THE tales of ordinary British soldiers who served in the Boer War in South Africa at the turn of the last century and the effects on their families, have been recounted in a fascinating book by a Tavistock author.

‘Tracing Your Boer War Ancestors — Soldiers Of A Forgotten War’ by Jane Marchese Robinson, brings together a collection of stories of those men, many from impoverished back-grounds, who served their country and, for many, paid the ultimate price.

The war took place between 1899 and 1902 and some 180,000 Britons, mainly volunteers, travelled 6,000 miles to fight and die in boiling conditions on the veld and atop ‘kopjes’ (hills) to fight the Boer (white South Africans of Dutch descent), who wanted to maintain their independent republics from the British Empire. More than 20,000 British troops died, more than half suffered enteric, an illness brought about by insanitary water.

For Jane, aged 64, who is now retired after working for more than 30 years as an advocate for marginalised groups, including the homeless, people with disabilities and mental health problems and asylum seekers, it is her first book and one which took considerable research, including a visit to the war’s battlefields in South Africa.

She was inspired to write a book after completing a MA in creative arts at the University of Plymouth and approached her now publishers (Pen and Sword).

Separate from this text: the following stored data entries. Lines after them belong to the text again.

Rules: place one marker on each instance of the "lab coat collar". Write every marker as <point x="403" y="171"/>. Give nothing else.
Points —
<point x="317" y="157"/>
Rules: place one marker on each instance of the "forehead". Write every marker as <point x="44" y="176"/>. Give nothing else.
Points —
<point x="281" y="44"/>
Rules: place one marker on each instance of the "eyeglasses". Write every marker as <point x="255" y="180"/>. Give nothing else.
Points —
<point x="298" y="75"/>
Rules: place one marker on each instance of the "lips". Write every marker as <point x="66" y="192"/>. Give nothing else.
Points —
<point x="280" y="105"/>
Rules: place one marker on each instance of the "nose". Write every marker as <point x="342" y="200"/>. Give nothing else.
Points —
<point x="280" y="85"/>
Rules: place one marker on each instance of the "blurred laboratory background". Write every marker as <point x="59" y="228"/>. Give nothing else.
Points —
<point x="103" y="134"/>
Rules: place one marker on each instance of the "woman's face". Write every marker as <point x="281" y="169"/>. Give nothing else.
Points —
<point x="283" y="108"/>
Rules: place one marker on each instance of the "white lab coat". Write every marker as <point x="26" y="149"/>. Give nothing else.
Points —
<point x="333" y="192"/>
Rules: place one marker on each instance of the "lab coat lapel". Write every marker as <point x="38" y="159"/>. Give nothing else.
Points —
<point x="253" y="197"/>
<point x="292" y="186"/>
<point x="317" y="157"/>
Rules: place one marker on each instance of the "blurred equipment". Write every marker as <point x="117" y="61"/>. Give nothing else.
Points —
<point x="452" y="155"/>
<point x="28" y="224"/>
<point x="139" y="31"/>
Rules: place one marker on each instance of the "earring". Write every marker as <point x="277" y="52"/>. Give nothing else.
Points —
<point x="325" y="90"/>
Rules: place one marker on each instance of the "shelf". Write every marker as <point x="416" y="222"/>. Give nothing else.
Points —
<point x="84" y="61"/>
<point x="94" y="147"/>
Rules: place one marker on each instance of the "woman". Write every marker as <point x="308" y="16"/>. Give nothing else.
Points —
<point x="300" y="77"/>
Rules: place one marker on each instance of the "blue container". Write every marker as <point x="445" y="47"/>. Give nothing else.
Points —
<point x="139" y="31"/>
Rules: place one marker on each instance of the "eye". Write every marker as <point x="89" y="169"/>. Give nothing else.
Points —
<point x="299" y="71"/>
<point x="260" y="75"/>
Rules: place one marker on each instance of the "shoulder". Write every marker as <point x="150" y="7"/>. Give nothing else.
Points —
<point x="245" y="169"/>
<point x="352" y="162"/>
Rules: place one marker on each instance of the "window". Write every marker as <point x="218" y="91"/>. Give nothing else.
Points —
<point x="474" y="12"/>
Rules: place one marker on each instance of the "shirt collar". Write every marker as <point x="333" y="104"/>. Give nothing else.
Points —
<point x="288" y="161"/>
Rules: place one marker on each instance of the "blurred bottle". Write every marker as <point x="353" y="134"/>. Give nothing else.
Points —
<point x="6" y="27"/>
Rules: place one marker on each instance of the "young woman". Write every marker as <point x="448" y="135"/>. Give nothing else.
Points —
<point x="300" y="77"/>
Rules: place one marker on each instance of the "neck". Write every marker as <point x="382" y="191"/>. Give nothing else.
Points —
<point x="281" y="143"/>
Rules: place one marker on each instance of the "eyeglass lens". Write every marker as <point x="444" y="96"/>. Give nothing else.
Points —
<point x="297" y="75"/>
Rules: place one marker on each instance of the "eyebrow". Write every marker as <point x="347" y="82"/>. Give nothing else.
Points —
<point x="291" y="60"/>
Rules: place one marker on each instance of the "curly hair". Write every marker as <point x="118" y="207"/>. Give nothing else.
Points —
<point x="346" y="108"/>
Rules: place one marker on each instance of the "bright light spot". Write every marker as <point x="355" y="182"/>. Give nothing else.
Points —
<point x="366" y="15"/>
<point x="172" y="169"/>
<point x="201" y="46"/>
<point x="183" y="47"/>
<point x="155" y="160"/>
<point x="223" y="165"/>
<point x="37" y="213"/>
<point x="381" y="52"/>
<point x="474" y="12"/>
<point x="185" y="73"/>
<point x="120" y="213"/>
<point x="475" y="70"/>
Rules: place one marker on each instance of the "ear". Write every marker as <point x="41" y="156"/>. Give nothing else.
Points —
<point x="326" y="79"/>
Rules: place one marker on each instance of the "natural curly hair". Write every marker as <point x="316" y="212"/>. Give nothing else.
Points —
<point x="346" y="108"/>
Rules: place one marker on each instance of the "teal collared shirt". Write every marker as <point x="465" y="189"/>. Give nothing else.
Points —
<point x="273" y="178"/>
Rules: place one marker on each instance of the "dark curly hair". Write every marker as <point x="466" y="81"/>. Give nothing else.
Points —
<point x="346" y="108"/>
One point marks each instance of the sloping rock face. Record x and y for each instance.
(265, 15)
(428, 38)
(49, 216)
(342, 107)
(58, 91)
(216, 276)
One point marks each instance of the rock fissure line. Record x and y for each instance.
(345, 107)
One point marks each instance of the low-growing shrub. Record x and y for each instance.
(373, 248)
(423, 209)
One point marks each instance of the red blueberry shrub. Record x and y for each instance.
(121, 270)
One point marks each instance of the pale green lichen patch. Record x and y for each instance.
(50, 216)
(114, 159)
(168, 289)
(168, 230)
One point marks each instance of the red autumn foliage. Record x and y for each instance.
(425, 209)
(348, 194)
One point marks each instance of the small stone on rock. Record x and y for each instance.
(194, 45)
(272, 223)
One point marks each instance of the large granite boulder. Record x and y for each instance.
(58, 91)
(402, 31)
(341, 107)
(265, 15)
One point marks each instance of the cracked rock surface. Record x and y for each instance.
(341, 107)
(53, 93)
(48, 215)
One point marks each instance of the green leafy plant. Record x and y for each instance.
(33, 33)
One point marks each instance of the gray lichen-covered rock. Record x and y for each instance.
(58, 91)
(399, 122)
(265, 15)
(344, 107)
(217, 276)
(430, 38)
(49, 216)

Research into her maternal grandmother, who had come to this country from Belgium as a refugee at the outbreak of the First World War, led her to the London Metropolitan Archives. While there she became interested in another story of a workhouse family whose father had served in the Boer War, which gave her an idea for a fictional story. She approached the publishers, but much to Jane’s surprise, a commissioning editor asked if she would be interested in researching a book on the Boer War, about the ordinary soldier and of soldiers’ families ‘as nobody had done so before.’

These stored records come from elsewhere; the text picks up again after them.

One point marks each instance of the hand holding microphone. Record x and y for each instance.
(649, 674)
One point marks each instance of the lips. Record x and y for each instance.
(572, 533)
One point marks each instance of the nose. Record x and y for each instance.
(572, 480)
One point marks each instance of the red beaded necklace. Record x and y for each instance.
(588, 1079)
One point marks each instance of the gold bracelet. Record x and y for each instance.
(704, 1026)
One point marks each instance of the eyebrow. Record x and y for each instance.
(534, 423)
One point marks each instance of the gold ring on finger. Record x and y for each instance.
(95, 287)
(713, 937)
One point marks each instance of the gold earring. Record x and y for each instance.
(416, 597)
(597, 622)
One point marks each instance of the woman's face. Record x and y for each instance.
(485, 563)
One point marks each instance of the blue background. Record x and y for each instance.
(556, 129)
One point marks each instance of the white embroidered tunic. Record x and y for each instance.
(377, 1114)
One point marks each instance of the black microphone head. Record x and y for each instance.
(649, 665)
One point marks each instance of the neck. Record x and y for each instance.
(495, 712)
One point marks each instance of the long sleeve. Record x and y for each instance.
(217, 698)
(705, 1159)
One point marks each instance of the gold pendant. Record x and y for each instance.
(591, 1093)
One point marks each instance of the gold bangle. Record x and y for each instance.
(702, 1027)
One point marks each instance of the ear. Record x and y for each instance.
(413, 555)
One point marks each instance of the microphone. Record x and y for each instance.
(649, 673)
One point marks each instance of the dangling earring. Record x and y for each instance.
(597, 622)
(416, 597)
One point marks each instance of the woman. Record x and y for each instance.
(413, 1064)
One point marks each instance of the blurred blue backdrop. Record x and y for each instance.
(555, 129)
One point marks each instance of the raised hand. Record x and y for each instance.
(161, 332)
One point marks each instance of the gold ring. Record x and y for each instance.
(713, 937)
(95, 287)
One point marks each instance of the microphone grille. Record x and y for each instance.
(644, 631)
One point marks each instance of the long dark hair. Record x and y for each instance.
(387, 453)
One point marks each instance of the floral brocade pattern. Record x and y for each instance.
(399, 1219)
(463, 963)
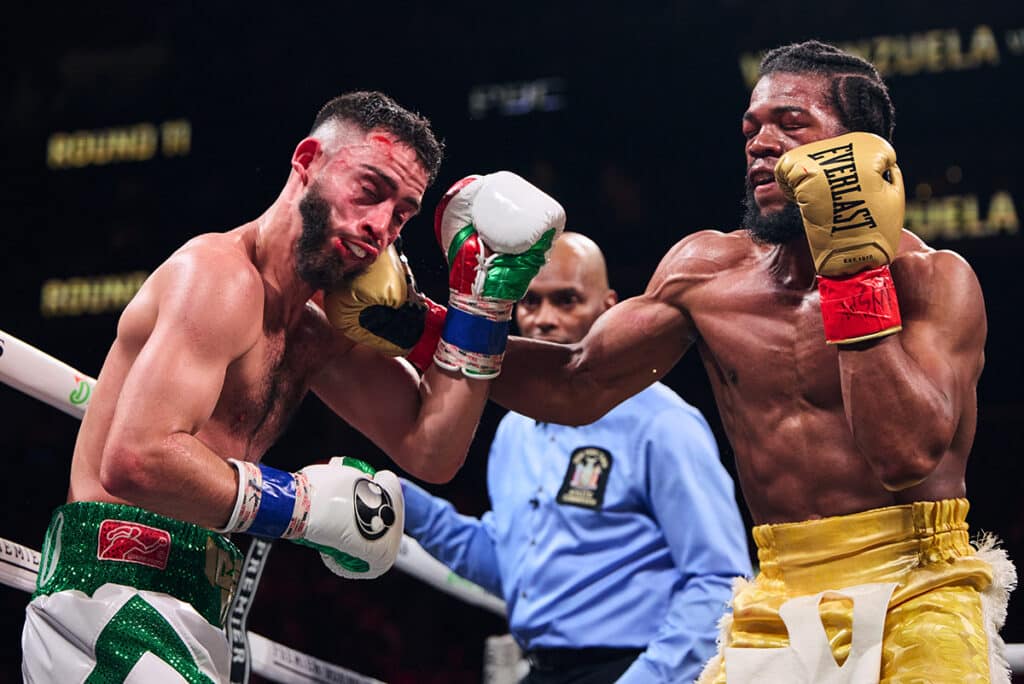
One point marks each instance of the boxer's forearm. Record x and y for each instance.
(177, 476)
(451, 404)
(903, 419)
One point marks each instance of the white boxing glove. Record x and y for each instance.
(351, 514)
(496, 231)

Jane said: ‘I was totally surprised but happy to write on the subject, although my knowledge on the Boer War was virtually zero. I love delving, and getting into the bottom of a subject and working through the archives. Nowadays it is amazing how much you can research and find on the internet, and especially in the National Archives.

‘I also wrote to a number of newspapers throughout the country asking them for people to contact me with their stories of their grandfathers who served in that war. I had a lot of photos and diaries sent to me, which is quite a privilege. Because there are not that many publications on the Boer War it was as if there were people out there waiting for someone to call them.’

One of the stories is of farm worker Moses Mann from Holne on Dartmoor, who in a time of economic depression for the agricultural industry, joined the Army, aged 25, and served in the Second Battalion of the Devonshire Regiment. In 1899, at a ceremony in Totnes, he married Louisa Barnett, a servant from Bannerwell Street in Tavistock, whose father was a miner. A few months later Moses was despatched to South Africa but died shortly after the Battle of Colenso in December of that year — leaving Louisa a widow, barely a few months after their marriage.

A more peaceful ending came to John Meardon from Hatherleigh. After working on a farm since the age of nine, he enlisted in the Royal Engineers, and saw service in India. John was involved in fierce fighting to relieve the besieged town of Ladysmith and rose to the rank of sergeant major. He served for 33 years before retiring in his home town and working as the local postman.

Jane’s book is littered with such moving stories of individual, ordinary men, who led extraordinarily tough and short lives.

One such soldier was George Ravenhill, a native of Birmingham, who served with the Welsh Fusiliers and was married with a daughter when the war started. He was the only private to win the Victoria Cross at Colenso, after risking his life and being wounded in helping to retrieve vital artillery.

As Jane wrote: ‘That VC was later taken away from him as the result of being prosecuted for theft. By that time he had three children and was so penurious that they all ended up in the workhouse.’

Now the prolific writer is aiming to publish her novel on the Boer War, There is a Green Hill (or Groen Kop), which is based on the battle in the war.

‘In my view the war was basically about the British pursuing the possession of the gold in the Transvaal and because of it many young men from Britain and the Commonwealth were sent to die in appalling circumstances. It was not Britain’s finest hour, attacking the Boers, burning their farms, polluting their water, and rounding up their women and children and putting them into concentration camps. It was certainly a dirty war conducted by both sides.’